Capital: Tell us the collaboration between Novartis and DNDI and the tasks done so far?
Lutz Hegemann: Novartis and the Drugs for Neglected Diseases initiative (DNDi), a not-for-profit research and development (R&D) organization, have signed collaboration and license agreement to jointly develop LXE408, as a potential new oral treatment for visceral leishmaniasis, one of the world’s leading parasitic killers. Novartis is responsible for completing Phase I clinical trials, currently in progress, and completing the regulatory submission for LXE408. Upon approval, Novartis has also committed to maximizing access in endemic countries. DNDi will lead Phase II and III clinical development, starting in India with additional trials planned in East Africa.
Capital: What can we say about the new development of LXE408 and when will the trial expected to be launched in East Africa? How far that new development transform the treatment in terms of effectiveness, affordability etc?

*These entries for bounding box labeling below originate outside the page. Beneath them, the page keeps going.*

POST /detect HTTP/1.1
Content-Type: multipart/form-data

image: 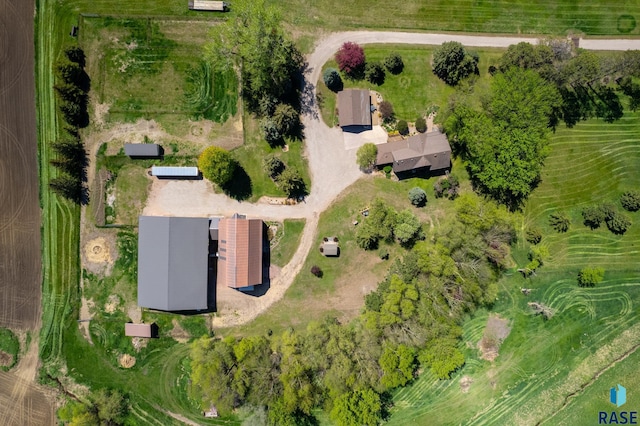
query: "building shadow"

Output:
[341,126,373,134]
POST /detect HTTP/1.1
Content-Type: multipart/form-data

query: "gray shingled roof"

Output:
[338,89,371,127]
[138,216,209,311]
[376,131,451,173]
[124,143,160,157]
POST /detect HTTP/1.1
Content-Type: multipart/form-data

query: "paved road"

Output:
[144,31,640,326]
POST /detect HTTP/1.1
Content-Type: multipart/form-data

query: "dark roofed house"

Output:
[376,131,451,177]
[124,143,162,158]
[124,322,158,338]
[138,216,209,311]
[338,89,371,129]
[218,213,263,291]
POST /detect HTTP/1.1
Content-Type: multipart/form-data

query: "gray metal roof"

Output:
[376,131,451,172]
[124,143,160,157]
[151,166,200,177]
[138,216,209,311]
[338,89,371,127]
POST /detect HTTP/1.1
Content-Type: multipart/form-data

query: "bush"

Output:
[356,142,378,170]
[273,104,300,136]
[276,168,307,198]
[525,227,542,244]
[378,101,395,122]
[605,212,632,235]
[336,41,365,78]
[578,268,604,287]
[364,62,385,86]
[378,247,389,260]
[433,41,478,86]
[433,175,460,200]
[198,146,238,187]
[262,155,285,179]
[262,118,282,146]
[384,53,404,74]
[620,191,640,212]
[311,265,323,278]
[322,68,344,92]
[549,212,571,232]
[582,206,606,229]
[409,186,427,207]
[396,120,409,136]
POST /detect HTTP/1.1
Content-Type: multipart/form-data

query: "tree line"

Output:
[49,46,90,204]
[190,194,515,425]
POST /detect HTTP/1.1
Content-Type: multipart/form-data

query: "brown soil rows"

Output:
[0,0,55,425]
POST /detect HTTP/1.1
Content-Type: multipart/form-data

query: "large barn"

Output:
[218,213,263,290]
[138,216,209,311]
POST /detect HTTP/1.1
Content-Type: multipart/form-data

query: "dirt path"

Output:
[143,31,640,327]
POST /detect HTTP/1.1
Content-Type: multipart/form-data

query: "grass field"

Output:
[390,113,640,425]
[276,0,640,35]
[318,45,504,125]
[271,219,305,267]
[80,17,238,122]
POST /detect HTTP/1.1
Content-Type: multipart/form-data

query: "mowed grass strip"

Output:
[274,0,640,35]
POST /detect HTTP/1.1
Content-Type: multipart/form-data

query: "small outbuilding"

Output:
[151,166,200,179]
[124,143,162,158]
[338,89,372,130]
[189,0,229,12]
[320,237,340,257]
[124,322,158,338]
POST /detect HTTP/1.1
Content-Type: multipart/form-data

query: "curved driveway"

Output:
[144,31,640,326]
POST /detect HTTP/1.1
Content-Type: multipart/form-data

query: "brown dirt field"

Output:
[0,0,42,330]
[0,0,55,426]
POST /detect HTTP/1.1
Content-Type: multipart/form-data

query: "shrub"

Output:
[433,41,478,86]
[356,142,378,170]
[396,120,409,136]
[311,265,323,278]
[582,206,605,229]
[433,175,460,200]
[364,62,385,86]
[384,53,404,74]
[605,212,632,235]
[578,268,604,287]
[409,186,427,207]
[549,212,571,232]
[336,41,365,78]
[620,191,640,212]
[378,101,395,122]
[416,117,427,133]
[262,155,285,179]
[525,227,542,244]
[276,168,307,198]
[378,247,389,260]
[262,118,282,146]
[322,68,344,92]
[198,146,238,187]
[273,104,300,136]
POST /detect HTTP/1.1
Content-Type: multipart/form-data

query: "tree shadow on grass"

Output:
[222,164,253,201]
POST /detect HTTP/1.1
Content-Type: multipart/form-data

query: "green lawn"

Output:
[271,219,305,267]
[231,113,311,201]
[390,113,640,425]
[318,45,504,125]
[221,176,452,335]
[275,0,640,35]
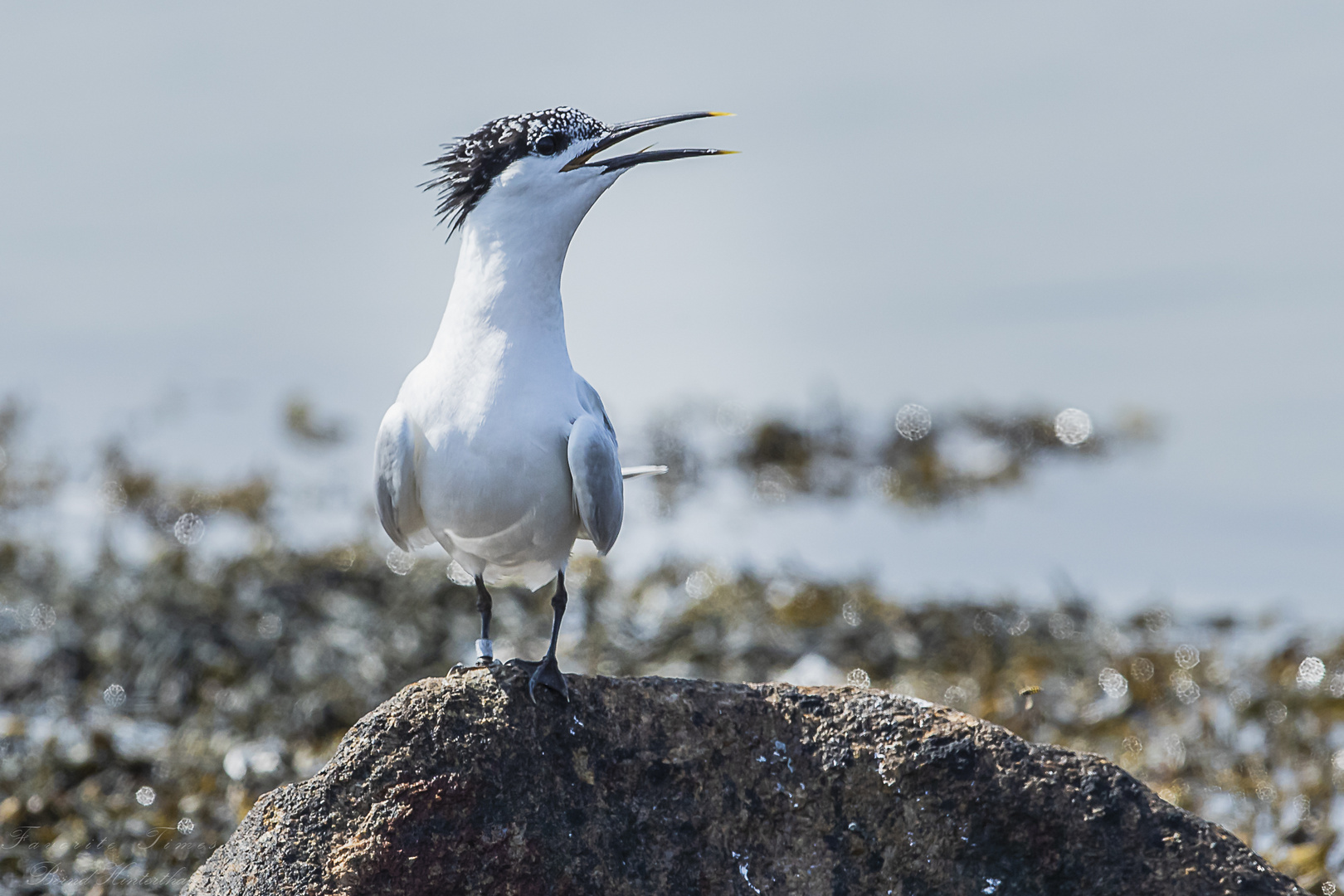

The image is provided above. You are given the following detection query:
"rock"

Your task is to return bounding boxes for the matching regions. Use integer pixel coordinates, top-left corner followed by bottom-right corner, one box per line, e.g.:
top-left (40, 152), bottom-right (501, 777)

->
top-left (186, 664), bottom-right (1300, 896)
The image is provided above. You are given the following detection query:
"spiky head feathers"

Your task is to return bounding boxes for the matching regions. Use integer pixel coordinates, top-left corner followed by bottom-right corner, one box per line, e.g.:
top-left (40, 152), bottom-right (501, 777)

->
top-left (421, 106), bottom-right (607, 235)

Lutz Hegemann: It is still early to specify the completion date for the full clinical development of LXE408 and registration in the countries. DNDi and partners will need to carry out Phase II and Phase III clinical trials with representation from the different endemic countries in Eastern Africa. The studies are set to begin in 2021, and the process may take at least 5-7 years. It is important to undertake both phases of the study to help ensure that the treatment is safe and effective for leishmaniasis patients. Strategies will thereafter be developed together with other stakeholders to help ensure that patients affected by leishmaniasis access the treatment.